A produção dirigida por Lee Sang-il não se comporta como um drama tradicional, mas como uma verdadeira saga — uma obra de quase três horas que, em vários momentos, dá a sensação de estar diante de uma série acompanhada em maratona.
A sessão especial no Rio de Janeiro, realizada no Cinemark Botafogo, evidenciou justamente isso: trata-se de um filme que exige tempo, mas recompensa cada minuto com construção dramática paciente e profundamente envolvente.
Baseado no romance de Shuichi Yoshida e com roteiro de Satoko Okudera, o longa acompanha Kikuo, jovem que testemunha o assassinato do pai ligado à yakuza e passa a ser criado pelo lendário ator de kabuki Hanai Hanjiro II.

Na adolescência, vivido por Soya Kurokawa, o personagem entra no universo da arte tradicional japonesa ao lado de Shunsuke, herdeiro da casa teatral. Já adulto, interpretado por Ryô Yoshizawa, sua trajetória torna-se uma busca intensa por reconhecimento, perfeição e identidade.
A narrativa de Kokuho acompanha décadas da vida do protagonista, explorando rivalidade, afeto, família e herança artística. O filme observa como a arte pode ser simultaneamente refúgio, prisão e propósito de existência.
A cinematografia de Sofian El Fani é um dos pontos mais impressionantes do longa. É de fazer chorar de tão linda. A fotografia transforma o kabuki em espetáculo cinematográfico, combinando iluminação teatral, cores vivas e enquadramentos contemplativos.
A direção de arte de Yohei Taneda é envolvente, transporta para aquele mundo, e o figurino de Kumiko Ogawa amplia a imersão, recriando épocas e palcos com detalhamento minucioso. Não surpreende que Kokuho esteja indicado ao Oscar de Maquiagem e Penteado — mas a sensação é de que a produção poderia disputar categorias muito maiores.

O preparo dos atores para representar a tradição kabuki é perceptível. Cada gesto corporal, postura e olhar carregam disciplina técnica rara no cinema contemporâneo.
Ryô Yoshizawa sustenta o filme com uma interpretação que cresce junto com o personagem. Ele não apenas atua — ele constrói um artista consumido pela própria vocação.
Ao seu redor, o elenco reforça o peso dramático: Ken Watanabe, Ryusei Yokohama, Shinobu Terajima e Min Tanaka ajudam a dar densidade à relação entre tradição e identidade.
O resultado são atuações emocionalmente fortes sem recorrer a exageros melodramáticos.
Kokuho é um épico que merecia mais atenção no Oscar
Indicado apenas a Maquiagem e Penteado, Kokuho chegou a disputar vaga entre os candidatos a Melhor Filme Internacional.
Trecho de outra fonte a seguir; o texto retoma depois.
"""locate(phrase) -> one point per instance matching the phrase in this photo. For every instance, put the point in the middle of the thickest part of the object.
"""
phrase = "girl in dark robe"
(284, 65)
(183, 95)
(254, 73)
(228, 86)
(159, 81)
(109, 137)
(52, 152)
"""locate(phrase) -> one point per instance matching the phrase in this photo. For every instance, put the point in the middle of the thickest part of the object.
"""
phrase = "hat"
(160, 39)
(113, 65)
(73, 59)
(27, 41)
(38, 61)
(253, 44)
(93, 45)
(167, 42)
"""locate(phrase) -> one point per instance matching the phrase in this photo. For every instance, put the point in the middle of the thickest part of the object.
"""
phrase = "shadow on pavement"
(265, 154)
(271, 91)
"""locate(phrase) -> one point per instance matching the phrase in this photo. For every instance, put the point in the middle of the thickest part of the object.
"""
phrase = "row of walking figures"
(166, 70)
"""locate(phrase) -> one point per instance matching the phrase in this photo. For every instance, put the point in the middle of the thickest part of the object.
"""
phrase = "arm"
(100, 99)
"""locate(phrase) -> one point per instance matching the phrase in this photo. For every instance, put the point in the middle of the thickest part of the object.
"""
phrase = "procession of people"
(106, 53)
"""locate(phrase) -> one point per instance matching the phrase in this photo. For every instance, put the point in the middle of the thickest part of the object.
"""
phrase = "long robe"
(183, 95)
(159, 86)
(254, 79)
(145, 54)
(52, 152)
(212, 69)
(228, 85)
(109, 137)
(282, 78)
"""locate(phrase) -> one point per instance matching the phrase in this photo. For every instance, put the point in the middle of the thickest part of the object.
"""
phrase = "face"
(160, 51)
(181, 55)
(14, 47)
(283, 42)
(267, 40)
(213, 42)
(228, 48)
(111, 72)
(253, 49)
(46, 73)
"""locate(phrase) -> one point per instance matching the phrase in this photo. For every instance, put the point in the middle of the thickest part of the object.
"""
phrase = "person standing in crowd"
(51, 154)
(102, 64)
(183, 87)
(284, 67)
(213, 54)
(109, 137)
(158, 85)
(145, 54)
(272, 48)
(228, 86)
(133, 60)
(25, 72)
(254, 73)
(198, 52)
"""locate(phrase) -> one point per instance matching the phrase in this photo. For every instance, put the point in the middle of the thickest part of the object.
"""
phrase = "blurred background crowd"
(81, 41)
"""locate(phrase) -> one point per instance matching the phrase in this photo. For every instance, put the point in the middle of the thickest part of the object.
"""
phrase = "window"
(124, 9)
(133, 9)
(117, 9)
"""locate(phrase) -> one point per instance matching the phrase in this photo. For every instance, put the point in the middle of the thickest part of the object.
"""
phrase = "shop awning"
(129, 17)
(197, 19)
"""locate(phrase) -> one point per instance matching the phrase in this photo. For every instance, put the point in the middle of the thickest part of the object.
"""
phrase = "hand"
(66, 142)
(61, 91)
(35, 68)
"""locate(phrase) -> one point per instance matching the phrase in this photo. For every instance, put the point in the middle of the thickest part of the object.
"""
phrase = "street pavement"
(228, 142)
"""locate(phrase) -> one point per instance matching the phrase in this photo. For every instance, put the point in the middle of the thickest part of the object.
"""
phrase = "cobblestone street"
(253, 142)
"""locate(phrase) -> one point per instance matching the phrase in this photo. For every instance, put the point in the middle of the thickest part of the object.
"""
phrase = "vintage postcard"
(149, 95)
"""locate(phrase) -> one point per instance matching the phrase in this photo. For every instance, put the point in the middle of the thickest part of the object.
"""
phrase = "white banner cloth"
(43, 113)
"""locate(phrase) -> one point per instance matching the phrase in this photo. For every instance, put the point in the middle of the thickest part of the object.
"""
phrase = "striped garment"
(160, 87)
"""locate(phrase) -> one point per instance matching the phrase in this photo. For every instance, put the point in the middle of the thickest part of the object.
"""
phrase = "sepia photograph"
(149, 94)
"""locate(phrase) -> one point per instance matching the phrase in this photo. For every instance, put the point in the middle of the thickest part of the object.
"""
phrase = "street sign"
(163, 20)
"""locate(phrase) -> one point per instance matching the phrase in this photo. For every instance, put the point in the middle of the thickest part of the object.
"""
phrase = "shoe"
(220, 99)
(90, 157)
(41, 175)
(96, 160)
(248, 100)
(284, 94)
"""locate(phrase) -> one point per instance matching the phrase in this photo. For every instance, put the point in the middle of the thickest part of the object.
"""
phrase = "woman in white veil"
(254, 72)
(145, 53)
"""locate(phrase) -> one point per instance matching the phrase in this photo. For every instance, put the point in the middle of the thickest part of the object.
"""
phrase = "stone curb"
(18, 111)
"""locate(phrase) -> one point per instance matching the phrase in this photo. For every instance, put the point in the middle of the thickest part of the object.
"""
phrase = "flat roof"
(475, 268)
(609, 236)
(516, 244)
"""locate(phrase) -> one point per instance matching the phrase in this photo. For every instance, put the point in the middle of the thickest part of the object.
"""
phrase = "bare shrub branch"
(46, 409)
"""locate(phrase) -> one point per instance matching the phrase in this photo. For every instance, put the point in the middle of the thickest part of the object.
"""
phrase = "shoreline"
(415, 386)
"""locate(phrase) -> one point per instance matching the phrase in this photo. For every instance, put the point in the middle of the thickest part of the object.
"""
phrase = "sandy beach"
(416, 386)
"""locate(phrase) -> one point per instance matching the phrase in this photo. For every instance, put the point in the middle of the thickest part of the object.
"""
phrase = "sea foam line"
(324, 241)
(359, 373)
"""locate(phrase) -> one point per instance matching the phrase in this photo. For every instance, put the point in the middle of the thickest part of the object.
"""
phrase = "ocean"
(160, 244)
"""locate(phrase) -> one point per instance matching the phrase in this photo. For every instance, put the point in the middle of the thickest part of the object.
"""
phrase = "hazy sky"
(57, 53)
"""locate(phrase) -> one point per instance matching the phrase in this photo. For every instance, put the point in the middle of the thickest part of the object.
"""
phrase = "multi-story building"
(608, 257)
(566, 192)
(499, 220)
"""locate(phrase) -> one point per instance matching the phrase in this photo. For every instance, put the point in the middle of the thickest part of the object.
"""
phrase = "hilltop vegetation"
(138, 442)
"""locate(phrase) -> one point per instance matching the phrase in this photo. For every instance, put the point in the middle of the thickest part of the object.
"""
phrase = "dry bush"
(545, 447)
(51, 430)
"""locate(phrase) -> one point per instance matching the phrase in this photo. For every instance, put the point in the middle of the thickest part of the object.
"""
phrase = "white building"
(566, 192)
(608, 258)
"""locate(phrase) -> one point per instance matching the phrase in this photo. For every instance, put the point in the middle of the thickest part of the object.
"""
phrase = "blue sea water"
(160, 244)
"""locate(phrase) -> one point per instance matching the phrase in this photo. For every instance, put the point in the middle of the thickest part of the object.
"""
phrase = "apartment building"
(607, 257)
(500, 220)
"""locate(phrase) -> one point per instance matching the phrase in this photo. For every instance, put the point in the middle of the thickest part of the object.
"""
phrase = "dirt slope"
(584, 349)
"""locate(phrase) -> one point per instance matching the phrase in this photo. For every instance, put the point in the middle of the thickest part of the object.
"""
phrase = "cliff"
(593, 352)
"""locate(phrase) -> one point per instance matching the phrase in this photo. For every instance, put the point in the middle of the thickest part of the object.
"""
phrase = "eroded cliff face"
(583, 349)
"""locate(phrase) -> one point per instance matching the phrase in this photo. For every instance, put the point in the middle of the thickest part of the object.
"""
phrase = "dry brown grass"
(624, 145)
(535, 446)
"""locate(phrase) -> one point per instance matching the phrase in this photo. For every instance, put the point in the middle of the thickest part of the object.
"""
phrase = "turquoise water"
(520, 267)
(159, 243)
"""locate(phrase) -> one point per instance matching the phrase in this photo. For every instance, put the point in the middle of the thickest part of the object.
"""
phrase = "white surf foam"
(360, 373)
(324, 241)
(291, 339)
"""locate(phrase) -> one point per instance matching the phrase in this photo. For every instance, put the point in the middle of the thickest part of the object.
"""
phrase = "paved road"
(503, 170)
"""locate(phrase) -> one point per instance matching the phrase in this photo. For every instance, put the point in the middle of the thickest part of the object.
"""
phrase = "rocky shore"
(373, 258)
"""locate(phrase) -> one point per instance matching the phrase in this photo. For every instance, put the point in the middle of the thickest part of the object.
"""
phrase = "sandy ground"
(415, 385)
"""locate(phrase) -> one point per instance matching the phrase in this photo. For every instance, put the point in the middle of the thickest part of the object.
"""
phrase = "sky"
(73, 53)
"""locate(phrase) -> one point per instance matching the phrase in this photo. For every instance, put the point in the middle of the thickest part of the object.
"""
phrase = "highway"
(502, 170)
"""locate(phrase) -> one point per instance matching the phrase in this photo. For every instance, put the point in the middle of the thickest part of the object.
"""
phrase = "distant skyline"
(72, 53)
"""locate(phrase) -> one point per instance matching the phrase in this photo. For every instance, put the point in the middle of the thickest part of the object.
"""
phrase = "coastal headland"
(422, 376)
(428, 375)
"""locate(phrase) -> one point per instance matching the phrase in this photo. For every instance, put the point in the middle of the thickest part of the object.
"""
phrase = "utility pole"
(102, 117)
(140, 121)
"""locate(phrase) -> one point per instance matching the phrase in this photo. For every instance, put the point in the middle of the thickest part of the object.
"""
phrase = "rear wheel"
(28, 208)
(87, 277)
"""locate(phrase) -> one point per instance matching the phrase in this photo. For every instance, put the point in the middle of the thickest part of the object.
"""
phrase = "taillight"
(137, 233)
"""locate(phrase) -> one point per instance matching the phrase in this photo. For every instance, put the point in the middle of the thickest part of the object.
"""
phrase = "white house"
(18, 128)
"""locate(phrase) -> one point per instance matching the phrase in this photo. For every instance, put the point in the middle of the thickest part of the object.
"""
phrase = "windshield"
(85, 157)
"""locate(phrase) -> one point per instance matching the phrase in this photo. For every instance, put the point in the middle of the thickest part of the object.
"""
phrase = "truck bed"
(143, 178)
Após assistir aos concorrentes, fica a sensação de que ele não ficaria atrás de nenhum deles — e poderia estar inclusive na categoria principal.
Kokuho – O Preço da Perfeição não é apenas um drama histórico. É um filme sobre o preço de dedicar a própria vida à arte, sobre a linha tênue entre talento e obsessão e sobre como tradição e identidade se confundem.
Mais do que um bom filme, é uma verdadeira experiência cinematográfica completa, longa, contemplativa e profundamente marcante.
O excelente filme, o melhor que vi em 2026 até agora, estreia em 05 de março nos cinemas brasileiros co-distribuído pela Sato Company e pela Imovision, em uma parceria inédita.